SETTLED IN: Local sisters Mary and Emily Betteridge have lived at Lismore for almost all their lives.
SETTLED IN: Local sisters Mary and Emily Betteridge have lived at Lismore for almost all their lives. Cathy Adams

I don't have any qualms about considering myself a local because I went to school here, I know how to get to most places in the region without a map and I remember when Franklins was a shopping destination at Lismore Shopping Square.

The "local" test

John Drysdale recently wrote in the Clunes community paper Clunes Clues about the idea of "localism".

I never questioned my local status until talking with Mr Drysdale.

He offered the suggestion that being born and bred in an area was the only way to be awarded "local status".

"Is it possible to make a transition from blow-in to local or are those, not lucky enough to be born here, doomed to forever remain outsiders?" Mr Drysdale asked.

When I posed the question on The Northern Star's Facebook page, the majority of responses also leant toward this view.

However, Lismore City Mayor Jenny Dowell offered an alternate view on localism.

She said being a local depends on "who is asking", noting she had "only" lived in Lismore for 22 years.

"If someone who has been on the land for generations is asking if I'm a local, then I wouldn't be compared to them," Cr Dowell said.

"But, if it's someone walking around town with a map and a camera then I would be a local."

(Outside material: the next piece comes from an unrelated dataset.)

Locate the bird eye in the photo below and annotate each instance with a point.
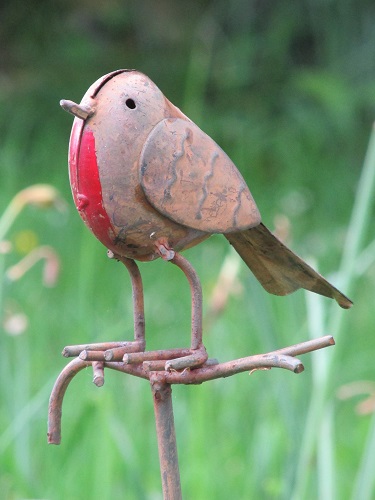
(130, 103)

Cr Dowell said belonging to a place isn't about how long you have been some- where; it's about having a deep sense of connection to where you live.

"If you ask yourself where you would like to live forever if given the choice and you chose here because this is where you feel like you belong - that's what makes you a local."

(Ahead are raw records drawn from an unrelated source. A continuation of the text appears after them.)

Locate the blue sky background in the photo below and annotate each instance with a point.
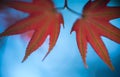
(64, 60)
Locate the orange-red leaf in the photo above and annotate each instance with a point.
(93, 25)
(44, 20)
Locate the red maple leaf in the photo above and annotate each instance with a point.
(44, 20)
(94, 24)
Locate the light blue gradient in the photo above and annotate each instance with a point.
(64, 60)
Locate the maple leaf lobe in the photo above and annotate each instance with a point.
(44, 20)
(93, 25)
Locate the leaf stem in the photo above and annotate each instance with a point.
(67, 7)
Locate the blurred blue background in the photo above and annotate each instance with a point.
(64, 60)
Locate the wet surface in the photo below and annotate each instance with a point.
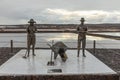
(38, 65)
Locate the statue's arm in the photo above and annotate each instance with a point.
(27, 29)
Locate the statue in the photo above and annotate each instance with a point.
(81, 30)
(31, 38)
(59, 48)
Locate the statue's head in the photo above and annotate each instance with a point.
(31, 21)
(82, 20)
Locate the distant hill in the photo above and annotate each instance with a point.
(60, 26)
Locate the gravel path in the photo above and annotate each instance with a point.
(110, 57)
(5, 54)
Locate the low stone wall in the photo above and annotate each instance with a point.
(62, 77)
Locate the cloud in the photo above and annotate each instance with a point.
(91, 16)
(59, 16)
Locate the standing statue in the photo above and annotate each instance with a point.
(31, 38)
(81, 30)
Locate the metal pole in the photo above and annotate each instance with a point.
(52, 51)
(11, 46)
(94, 46)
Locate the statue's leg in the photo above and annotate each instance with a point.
(33, 45)
(83, 47)
(33, 50)
(28, 49)
(79, 45)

I think she is right - being local isn't a birthright, it's about being part of a supportive community.

Betteridge sisters

EMILY AND MARY BETTERIDGE have lived in Lismore since 1934 (aged a few years).

They've seen floods and remember when there "weren't as many jobs" in the area".

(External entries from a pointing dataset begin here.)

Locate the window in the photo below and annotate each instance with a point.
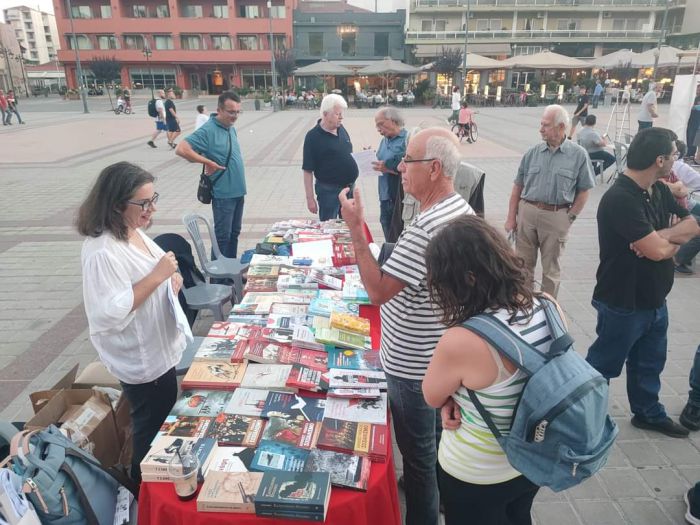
(381, 44)
(347, 44)
(221, 42)
(278, 11)
(82, 42)
(220, 11)
(192, 11)
(247, 42)
(249, 11)
(133, 41)
(190, 42)
(107, 42)
(139, 11)
(163, 42)
(316, 44)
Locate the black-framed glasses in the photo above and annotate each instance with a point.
(146, 203)
(409, 161)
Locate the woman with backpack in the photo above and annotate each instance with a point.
(130, 289)
(473, 270)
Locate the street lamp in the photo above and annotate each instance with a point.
(147, 53)
(79, 70)
(272, 58)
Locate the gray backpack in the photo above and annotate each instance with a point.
(58, 476)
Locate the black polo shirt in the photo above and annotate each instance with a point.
(626, 214)
(329, 156)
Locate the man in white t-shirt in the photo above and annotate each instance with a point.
(160, 119)
(410, 325)
(648, 110)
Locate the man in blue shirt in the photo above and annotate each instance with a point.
(392, 148)
(215, 145)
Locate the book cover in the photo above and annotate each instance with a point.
(229, 492)
(201, 403)
(273, 455)
(236, 430)
(247, 402)
(351, 359)
(294, 406)
(305, 378)
(364, 439)
(231, 459)
(346, 470)
(344, 378)
(294, 491)
(358, 410)
(267, 377)
(300, 433)
(214, 375)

"We've seen changes some good, some bad," Emily said.

"But, we love the place and we've lived here all our lives and that's what makes us local."

Do you pass the "local" test?

If you're still in doubt about your local status I've composed a (by no means comprehensive) list of things I think make a true local.

  1. You appreciate that you live in paradise... even though it rains a lot.
  2. You know where all the potholes are on our roads.
  3. You know what it's like to pack your entire house up during a flood.
  4. You've ridden the mini-railway at Heritage Park.
  5. You know where a secret waterfall or dam is.
  6. You consider the 15 minutes of traffic congestion between 9am and 9.15am as "peak hour".
  7. You have, at one stage in your life, gotten excited when the phrases "fog night" and "movie marathon" were uttered.
  8. You wave to the drivers of oncoming cars, even when you don't know each other.
  9. You can't walk around Lismore's city centre without stopping at least once to chat with someone you know.
  10. You know how to stand up for a cause: to stop CSG, fluoride in our water or events that support local charities.